New Zealand’s largest transport infrastructure build, the City Rail Link (CRL), is facing a similar problem.
City Rail Link Limited chief executive Dr Sean Sweeney anticipates it will be an ongoing issue for some time yet.
“We got through the [alert] levels fine, but we are an international project,” he said.
“We source people and equipment from all over the world and that is proving to be a huge challenge given the border restrictions.”
Delivering tunnels and stations for the CRL involves using a number of “advanced engineering approaches not normally utilised in New Zealand”, he said.
“The border restrictions impact on CRL in a number ways. It‘s hard to get skilled personnel into the country and hard for overseas workers to return home to see their families.”
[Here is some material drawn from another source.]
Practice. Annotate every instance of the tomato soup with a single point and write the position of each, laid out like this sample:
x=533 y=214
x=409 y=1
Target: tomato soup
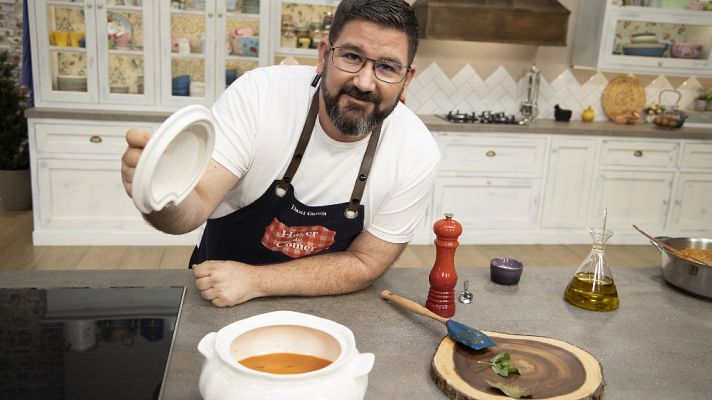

The company is working to mitigate those challenges along with the rest of the Link Alliance, a group of seven companies from across New Zealand and the world, he said.
There are currently no local companies that have the skills readily available to undertake the work. About 75 percent of the Central Interceptor project leadership is from overseas, Cunis said.
Sources also said Ghella Abergeldie was in talks to charter a flight to Italy so its staff could visit family for Christmas.
The company could not be reached for comment.
Cunis said the team as a collective is committed to staying on until the project is completed and the majority are used to working offshore.
However, he said an inability for workers to return to their home countries easily “does create some issues”.
“We are continuing to monitor the situations and the ability for these people to travel back to their home countries, but then return to New Zealand to continue on the build.”
Any flights home for staff will result in two weeks’ quarantine upon return to New Zealand – if they can get back in – which risks delaying work further.